Frankly, I am dismayed by the widespread and durable abuse of terms such as “Big Data” and “Small Data.” Heaven knows how much damage has been done by well-intentioned people who are, nonetheless, understandably confused. In his latest book, Martin Lindstrom makes a valiant effort to eliminate some of the fog complicating all this. He offers dozens of examples of “tiny clues that uncover huge trends.” He also pinpoints the specific limitations and inadequacies of Big Data.

In the Foreword, Chip Heath nails it: “In today’s business environment, Big Data inspires religious levels of devotion and Martin Lindstrom is an atheist…Big Data doesn’t spark insight. New ideas typically come from juxtaposition — combining two things that previously haven’t been combined. But Big Data typically lives in databases that are defined too narrowly to create insight…Big Data is data and data favors analysis over emotion. It’s hard to imagine data capturing many of the emotional qualities we most value: beautiful or friendly or sexy or cute. If data fostered better emotional decisions, then accountants, not poets, would be the cultural prototype for great lovers…In sum, Big Data has problems, and Martin is successful at showing how Small Data is essential to overcoming them.”

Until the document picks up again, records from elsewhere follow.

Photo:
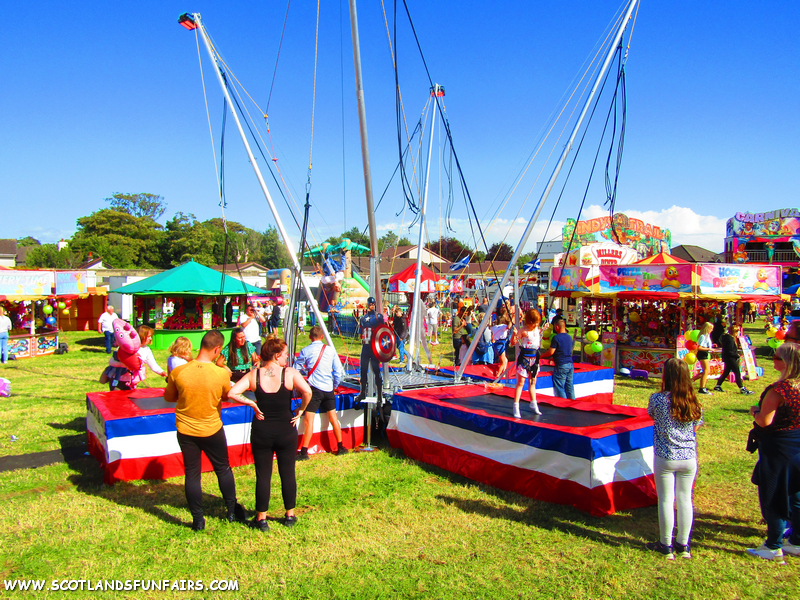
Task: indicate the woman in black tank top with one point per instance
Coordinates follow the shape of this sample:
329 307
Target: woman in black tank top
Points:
274 427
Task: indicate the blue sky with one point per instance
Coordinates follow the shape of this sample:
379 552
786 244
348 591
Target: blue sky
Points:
99 100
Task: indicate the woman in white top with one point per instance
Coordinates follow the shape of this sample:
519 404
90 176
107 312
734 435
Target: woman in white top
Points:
530 340
180 353
128 380
704 355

These are among the several dozen passages of greatest interest and value to me, also listed to suggest the scope of Lindstrom’s coverage:

o Culture (Pages 9-11, 14-17, and 30-32)
o Food kitchens (11-12, 16-18, 21-23, 84-85, and 100-101)
o Russia (21-35, 43-46, and 63-64)
o Shopping centers and malls (35-43 and 47-48)
o Lowes Foods (47-50, 62-73, 224-226, and 232-233)
o Desire (49-50 and 130-131)
o United States: Color (61-65, 67-69, and 71-72)
o India: Mothers-in-law and daughters-in-law (78-90 and 93-94)
o India: Color (81-86 and 88-96)
o Cereal food packaging (92-96)
o Weight and weight loss (98-100 and 107-117)
o Jenny Craig (107-117)
o Aspiration (131-137)
o Religion and brands (139-141)
o Fashion and adolescent girls (148-168)
o China: Automobiles (179-180)

One of Lindstrom’s several strengths is a conviction he describes this way: “If you want to understand how animals live, you don’t go to the zoo, you go to the jungle.” When conducting research, he applies the skills of an anthropologist in search of “clues” to “an unmet or unacknowledged desire that forms the foundation of a new brand, product innovation, or business…In search for what I call small data, almost nothing is off limits…My methods may be structured, but they’re also based on a whole lot mistakes, and trial and error, and faulty hypotheses that I have to toss out before starting over again…The smallest detail, or gesture, may become the key to unlocking a desire that men, women, and children (and in some cases, the culture itself) didn’t know they had. I look for patterns, parallels, correlations and, not least, imbalances and exaggerations.”

He explains his “7C methodology” in the final chapter. Suffice to say now that the primary purpose of his research (best viewed as a series of investigations) is to identify what may view as insignificant “clues” or “keys” that prove to be, instead, significant revelations that help to explain human behavior.

When concluding his latest book, Lindstrom observes, “My role – the role of anyone trying to make sense out of small data – is to understand not just one single personality, but all of them. Which is why in the end the secret behind any ethnographic research will never be found in any methodology, even mine. It begins with yourself. Who are you? What are you like when you’re by yourself?”

As for Martin Lindstrom, his natural state is to be in relentless examination of small data, “the greatest evidence of who we are and what we desire.”